The other breakout sessions on GenAI from analytics, BI, and data science vendors felt fairly thin. Folks seemed confused about what to say on agentic AI beyond the basic architecture, and the customer references were stretched to sound more substantive. There were some ok deployments like Thoughtspot’s Spotter which has a clean UX on top of a RAG style conversational analysis.
I enjoyed the Qlik fireside chat with Drew Clarke and Brendan Grady, heads of Qlik data management and analytics respectively, and their AI advisor Rumman Chowdhury. I found this conversation more real than other vendors’ claims that they’d already implemented functionality that didn’t ring true.
Stay tuned for more
The Gartner Data and Analytics Summit is a perennial favorite for data management and analytics professionals.
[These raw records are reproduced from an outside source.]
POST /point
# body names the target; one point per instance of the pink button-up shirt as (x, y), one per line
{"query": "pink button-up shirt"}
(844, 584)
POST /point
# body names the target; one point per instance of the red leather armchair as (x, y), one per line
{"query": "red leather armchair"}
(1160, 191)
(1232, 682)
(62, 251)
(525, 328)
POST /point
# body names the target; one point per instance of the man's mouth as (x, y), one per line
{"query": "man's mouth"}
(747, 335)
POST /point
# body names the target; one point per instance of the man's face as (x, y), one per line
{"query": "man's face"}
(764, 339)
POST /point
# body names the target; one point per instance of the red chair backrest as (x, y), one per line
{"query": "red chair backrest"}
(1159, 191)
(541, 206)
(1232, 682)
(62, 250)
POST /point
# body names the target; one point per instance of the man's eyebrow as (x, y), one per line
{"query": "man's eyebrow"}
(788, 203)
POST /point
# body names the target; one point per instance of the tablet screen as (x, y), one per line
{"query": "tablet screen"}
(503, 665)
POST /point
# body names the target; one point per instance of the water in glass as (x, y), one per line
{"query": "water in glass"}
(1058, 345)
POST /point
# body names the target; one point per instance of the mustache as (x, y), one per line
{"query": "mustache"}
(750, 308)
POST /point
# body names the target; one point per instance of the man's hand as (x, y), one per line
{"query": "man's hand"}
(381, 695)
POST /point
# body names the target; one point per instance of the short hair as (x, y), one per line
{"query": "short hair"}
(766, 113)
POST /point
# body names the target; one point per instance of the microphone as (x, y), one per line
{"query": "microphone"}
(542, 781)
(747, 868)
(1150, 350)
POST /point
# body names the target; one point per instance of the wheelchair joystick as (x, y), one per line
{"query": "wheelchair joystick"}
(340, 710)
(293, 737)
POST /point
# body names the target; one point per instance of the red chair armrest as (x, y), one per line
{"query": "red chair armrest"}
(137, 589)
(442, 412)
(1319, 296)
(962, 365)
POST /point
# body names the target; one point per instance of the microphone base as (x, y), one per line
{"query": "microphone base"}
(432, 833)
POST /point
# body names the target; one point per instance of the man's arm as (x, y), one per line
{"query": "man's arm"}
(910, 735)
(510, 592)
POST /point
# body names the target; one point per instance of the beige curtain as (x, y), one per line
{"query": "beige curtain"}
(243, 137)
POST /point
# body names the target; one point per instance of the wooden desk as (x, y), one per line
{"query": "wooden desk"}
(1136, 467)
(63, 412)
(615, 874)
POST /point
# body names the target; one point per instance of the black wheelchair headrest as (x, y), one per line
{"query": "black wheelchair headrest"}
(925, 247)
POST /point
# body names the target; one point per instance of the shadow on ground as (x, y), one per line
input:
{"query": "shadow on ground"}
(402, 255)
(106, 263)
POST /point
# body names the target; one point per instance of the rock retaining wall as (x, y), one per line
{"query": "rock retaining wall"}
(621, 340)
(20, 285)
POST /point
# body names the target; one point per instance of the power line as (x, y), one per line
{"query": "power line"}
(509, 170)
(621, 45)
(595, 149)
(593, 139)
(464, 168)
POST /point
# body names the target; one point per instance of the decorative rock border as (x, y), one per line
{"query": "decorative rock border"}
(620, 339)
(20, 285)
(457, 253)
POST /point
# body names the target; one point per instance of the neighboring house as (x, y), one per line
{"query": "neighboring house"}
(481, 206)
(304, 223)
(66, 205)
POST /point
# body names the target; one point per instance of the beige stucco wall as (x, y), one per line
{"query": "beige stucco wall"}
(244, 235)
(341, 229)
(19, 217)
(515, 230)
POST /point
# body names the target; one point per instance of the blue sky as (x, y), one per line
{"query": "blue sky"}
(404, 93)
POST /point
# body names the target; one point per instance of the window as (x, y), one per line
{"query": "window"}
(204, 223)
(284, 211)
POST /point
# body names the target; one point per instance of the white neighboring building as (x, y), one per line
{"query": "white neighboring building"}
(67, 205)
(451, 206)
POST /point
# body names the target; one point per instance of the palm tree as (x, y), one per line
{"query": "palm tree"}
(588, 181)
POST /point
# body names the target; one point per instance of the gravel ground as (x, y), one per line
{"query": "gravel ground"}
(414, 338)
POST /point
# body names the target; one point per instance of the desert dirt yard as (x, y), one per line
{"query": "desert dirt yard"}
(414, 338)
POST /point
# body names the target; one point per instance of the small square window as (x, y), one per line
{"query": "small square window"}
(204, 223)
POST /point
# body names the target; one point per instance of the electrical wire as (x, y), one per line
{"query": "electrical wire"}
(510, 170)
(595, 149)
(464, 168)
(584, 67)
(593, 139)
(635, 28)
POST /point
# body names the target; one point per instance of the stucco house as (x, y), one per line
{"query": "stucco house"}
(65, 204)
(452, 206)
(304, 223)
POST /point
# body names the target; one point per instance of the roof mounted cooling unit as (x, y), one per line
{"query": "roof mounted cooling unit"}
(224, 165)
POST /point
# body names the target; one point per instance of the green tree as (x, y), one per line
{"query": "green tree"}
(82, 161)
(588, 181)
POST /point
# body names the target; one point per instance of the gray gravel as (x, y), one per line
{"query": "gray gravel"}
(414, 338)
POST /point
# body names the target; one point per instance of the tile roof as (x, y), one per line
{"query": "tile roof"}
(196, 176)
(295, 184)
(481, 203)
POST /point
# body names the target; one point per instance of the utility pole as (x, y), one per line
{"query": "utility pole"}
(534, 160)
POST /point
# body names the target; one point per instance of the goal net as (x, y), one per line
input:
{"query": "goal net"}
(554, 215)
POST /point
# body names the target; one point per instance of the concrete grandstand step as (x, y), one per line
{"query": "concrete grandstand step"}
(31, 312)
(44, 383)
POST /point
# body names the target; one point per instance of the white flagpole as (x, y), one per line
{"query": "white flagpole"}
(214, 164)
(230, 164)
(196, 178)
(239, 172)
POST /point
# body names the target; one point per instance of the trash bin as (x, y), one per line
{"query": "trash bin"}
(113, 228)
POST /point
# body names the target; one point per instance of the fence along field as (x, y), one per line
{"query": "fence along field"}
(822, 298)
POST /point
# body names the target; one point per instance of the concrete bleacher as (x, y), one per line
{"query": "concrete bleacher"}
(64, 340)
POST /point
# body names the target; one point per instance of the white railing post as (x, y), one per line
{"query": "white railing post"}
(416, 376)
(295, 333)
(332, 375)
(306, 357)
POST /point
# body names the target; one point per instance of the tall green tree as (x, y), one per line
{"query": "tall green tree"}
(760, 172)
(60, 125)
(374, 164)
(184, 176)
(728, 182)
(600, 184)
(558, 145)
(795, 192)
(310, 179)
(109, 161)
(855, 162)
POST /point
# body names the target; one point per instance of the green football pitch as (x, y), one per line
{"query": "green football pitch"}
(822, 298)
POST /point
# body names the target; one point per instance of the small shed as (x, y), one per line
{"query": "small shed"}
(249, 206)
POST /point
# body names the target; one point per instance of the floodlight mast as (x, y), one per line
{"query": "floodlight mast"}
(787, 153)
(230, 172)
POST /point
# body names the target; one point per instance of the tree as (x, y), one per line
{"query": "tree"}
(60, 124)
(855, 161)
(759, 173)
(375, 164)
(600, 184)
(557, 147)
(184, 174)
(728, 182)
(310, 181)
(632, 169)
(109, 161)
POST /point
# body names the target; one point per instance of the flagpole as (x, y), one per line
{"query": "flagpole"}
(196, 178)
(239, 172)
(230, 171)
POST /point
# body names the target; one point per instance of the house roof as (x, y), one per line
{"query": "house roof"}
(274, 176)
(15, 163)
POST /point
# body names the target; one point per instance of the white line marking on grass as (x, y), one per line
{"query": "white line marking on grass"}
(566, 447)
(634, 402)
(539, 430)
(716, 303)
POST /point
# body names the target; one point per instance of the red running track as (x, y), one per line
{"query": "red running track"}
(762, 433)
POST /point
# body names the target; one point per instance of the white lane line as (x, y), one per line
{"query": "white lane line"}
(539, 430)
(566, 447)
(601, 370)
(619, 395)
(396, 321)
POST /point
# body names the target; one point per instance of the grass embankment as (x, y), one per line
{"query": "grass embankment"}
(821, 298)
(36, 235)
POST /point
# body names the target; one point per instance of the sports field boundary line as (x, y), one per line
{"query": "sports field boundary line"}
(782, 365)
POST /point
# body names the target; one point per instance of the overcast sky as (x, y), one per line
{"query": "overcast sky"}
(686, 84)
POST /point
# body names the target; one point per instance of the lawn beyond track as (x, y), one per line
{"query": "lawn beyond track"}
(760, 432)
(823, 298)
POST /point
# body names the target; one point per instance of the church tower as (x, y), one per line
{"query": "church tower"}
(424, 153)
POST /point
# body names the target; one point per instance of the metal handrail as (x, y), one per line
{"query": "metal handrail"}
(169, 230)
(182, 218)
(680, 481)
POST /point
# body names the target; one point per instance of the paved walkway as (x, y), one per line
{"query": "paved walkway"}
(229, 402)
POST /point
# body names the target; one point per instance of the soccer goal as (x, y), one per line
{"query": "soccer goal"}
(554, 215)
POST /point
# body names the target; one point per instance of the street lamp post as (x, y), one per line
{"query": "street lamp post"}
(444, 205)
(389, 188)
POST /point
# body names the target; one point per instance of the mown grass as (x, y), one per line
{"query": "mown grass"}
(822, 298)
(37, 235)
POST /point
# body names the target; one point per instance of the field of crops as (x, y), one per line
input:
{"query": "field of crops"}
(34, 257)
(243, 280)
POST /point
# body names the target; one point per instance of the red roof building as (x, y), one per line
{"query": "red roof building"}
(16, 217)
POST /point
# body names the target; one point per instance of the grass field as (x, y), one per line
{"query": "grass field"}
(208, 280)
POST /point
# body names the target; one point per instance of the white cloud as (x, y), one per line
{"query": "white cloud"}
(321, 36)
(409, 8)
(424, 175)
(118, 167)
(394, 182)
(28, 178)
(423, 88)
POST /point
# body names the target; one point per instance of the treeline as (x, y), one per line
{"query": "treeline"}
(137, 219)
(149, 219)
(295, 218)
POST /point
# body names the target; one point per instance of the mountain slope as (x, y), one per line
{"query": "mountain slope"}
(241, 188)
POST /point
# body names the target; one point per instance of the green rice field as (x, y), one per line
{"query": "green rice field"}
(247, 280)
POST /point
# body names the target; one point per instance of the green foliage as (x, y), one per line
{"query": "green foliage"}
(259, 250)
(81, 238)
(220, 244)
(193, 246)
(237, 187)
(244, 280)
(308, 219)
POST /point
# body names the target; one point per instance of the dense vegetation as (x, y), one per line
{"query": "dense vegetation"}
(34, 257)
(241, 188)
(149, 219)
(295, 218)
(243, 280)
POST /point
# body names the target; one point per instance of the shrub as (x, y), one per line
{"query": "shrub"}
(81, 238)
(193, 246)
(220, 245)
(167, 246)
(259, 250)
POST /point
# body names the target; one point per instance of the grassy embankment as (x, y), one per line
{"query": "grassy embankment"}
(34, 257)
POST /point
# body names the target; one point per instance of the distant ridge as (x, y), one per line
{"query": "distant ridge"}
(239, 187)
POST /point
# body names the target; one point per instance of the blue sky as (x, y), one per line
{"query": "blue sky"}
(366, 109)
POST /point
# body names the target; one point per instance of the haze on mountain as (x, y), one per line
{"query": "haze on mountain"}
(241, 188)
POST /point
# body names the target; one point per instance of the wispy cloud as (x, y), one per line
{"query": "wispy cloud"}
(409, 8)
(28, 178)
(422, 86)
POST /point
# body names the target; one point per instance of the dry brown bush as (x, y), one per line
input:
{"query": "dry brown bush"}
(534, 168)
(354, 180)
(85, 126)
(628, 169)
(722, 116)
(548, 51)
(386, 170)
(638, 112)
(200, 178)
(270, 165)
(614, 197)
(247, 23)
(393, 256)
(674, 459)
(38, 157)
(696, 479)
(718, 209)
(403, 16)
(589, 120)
It’s helpful to have a home for discussing the many updates in technologies and products, especially now in the age of GenAI.
It was also fun to have some face-to-face meetings with our customers and partners—in energy, manufacturing, finance, and CPGR. Our annual Spotfire Energy Forum has been recently announced, along with Spotfire presence at other data and analytics conferences around the world. The Spotfire Energy Forum is an invite-only event, May 20 in Houston. We will have some updates on our AI in Spotfire offerings on display there.
Great to catch up with the many Spotfire alumni at the Gartner conference— now at Alteryx, Dataiku, Google, Informatica, and other successful companies. Along with the Qlik folks, I met some from Cognos and Business Objects. We all reminisced on when it was just Spotfire—and then Spotfire, Qlik, and Tableau, disrupting the BI reporting space—the dawn of Data Discovery…the OG’s of AI in BI.
It feels like we are in a similar early stage with GenAI, RAGs, and Agentic AI right now. We started Spotfire to rapidly discover insights that drive actions and extreme value, and our mission to Spot the Fire in the data has not changed—we’re just Getting Smart-er, and making it simpler to do more comprehensive data discovery, and faster to take actions that generate extreme value.
Finally, I enjoyed the Exhibit Hall and collecting some socks from the vendors. I liked Snowflake, Cloudera, and Alation’s socks this year. I’m looking forward to catching up with the Spotfire Cult around the world this summer. Until then, good luck spotting the next fire in your data, and generating extreme value in your business.